A State's Plan for Universal Healthcare
With healthcare reform getting short shrift from the federal government in recent years, states have been tackling it on their own. Last year, Massachusetts became the first state to require that its residents have health insurance. Governors of other large states like California, Illinois, and Pennsylvania have put forward ambitious reform proposals of their own. In Pennsylvania, Gov. Edward G. Rendell's "Prescription for Pennsylvania" aims to improve access to affordable health insurance while cutting healthcare costs systemwide. He recently discussed his plan with U.S.News & World Report.
What makes Pennsylvania different from other states when it comes to healthcare?
We're the second-oldest state [in terms of residents' average age]. Chronic diseases are a real problem. The press mostly focuses on aspects of our plan that would cover all our citizens, and that's understandable. That's the big, sexy issue. Last year, we passed a bill called "Cover All Kids," and by 2009, if everything holds, we'll have all of our 150,000 uninsured children covered. "Cover All Pennsylvanians" is what we call our effort to cover the 800,000 uninsured adults.
But in the long run, the second part of our plan is more important, and that is to begin the battle to constrain, contain, and actually reduce healthcare costs. Because that affects the remaining 12 million people in Pennsylvania, and it is desperately needed. Between 2000 and 2006, family healthcare premiums increased by 75 percent. Inflation increased by 17 percent and median wages by 13 percent. Obviously, that puts a tremendous burden on the company that offers healthcare, because costs are outstripping inflation, and on the employee who's asked to contribute. Unless we can contain and begin the process of reducing healthcare costs, there will be no employer-based healthcare in Pennsylvania or anywhere else in seven or eight years. It's undoubtedly exacerbated in Pennsylvania because of the demographics of our population.
How would your plan help reduce the costs of chronic disease?

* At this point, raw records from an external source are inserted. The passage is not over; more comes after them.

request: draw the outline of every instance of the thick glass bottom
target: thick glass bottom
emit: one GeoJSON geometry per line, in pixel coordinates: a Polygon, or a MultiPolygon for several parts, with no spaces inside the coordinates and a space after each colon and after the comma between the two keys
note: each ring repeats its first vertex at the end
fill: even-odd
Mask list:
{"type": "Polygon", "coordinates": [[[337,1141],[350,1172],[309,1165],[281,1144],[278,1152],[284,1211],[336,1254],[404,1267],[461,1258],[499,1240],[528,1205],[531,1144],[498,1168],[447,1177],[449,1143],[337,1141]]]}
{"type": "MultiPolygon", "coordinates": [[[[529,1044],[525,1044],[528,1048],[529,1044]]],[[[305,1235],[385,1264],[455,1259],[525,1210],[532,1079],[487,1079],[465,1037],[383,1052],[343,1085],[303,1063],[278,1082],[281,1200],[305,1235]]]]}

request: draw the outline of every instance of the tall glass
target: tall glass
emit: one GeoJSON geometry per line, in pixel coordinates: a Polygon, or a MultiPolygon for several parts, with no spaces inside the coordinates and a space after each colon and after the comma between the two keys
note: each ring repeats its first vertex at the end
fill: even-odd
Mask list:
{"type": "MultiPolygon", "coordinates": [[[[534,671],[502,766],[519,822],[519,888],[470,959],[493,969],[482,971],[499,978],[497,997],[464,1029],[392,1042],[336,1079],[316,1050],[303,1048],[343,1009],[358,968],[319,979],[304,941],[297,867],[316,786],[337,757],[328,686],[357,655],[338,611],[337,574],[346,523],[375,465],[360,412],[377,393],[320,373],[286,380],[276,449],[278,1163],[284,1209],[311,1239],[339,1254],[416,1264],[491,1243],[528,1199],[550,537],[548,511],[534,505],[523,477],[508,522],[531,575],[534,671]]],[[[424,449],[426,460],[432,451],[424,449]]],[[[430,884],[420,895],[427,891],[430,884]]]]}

We have more chronic heart disease, chronic lung disease, and diabetes than most states. A physician gets paid for doctor visits and for hospital visits, nothing else. That's a system that's doomed to failure. There's no payment for managing your disease, preventing it from getting worse. In 10 states, they've adopted a model that uses a team approach, [in which] you have your primary-care physician, but you also have your nurse practitioner, physician assistant, nutritionist, and pharmacist. All of them take part in constant patient oversight and management. Let's assume you've been diagnosed as diabetic. After you leave the doctor, you get a call from the nutritionist. She says, "How's your diet doing? Are there things that are tough for you on it? Because I can make substitutions." That's an ongoing process. We have to restructure the payment schedule so we get paid for the nutritionist's time. Based on the experience of the 10 states and their degree of hospitalization compared with our degree of hospitalization, we believe that in the four most prevalent chronic diseases— diabetes, lung disease, heart disease, asthma—we can cut hospitalization to the tune of $2 billion.
You've spoken of another way you plan to reduce hospital costs. Tell us about it.
Hospital-acquired infections. In 2005, there were 22,000 cases of hospital-acquired infections in Pennsylvania, resulting in 2,500 deaths, with a cost to the system of $3.5 billion. In the United States, the average hospital stay costs $31,000. If you acquire an infection during your stay, you add $150,000 to the cost of that stay. It's enormously expensive to battle it. So we just passed legislation that requires, first of all, to test almost everyone. Secondly, the hospital has to file a hospital-acquired-infection control plan that has to be approved by the health department. And there are incentives: If they reduce hospital-acquired infections, we give bonus payments.
Your plan would aim to curtail use of emergency rooms. How?
They're the most expensive venue for medical care. The uninsured go there because they have no medical home. We're going to change that, but we're going to do one other thing: Once they're covered under Cover All Pennsylvanians, experience tells us we're going to have to break their habit of going to the emergency room. We're going to do it by doubling their copay. They're going to pay $20 to go to the emergency room but $10 to go to their own doctor or $10 to go to one of the nurse practitioner clinics.
The insured make visits to the emergency room, too, for nonemergency care. Why do we do that? We do it because there's no other care available most hours of the day and weekends. We've designed a healthcare system in Pennsylvania and America that's an 8-to-4:30 healthcare system.
That's why retail clinics are so popular. Do you have those in Pennsylvania?
Absolutely. And we're promoting them and offering incentives for start-ups. We passed a scope-of-practice bill that allows nurse practitioners, physician assistants, dental hygienists, and certified nurse midwives to do a whole lot more in their practice.
What's your time frame to put the remaining elements in place?
I'm hoping that the rest of the cost-containment pieces can be passed this fall and that most of the Cover All Pennsylvanians elements get passed this fall as well. By January 1, I would like to have all this in place. That may be slightly optimistic, but it's a reasonable goal.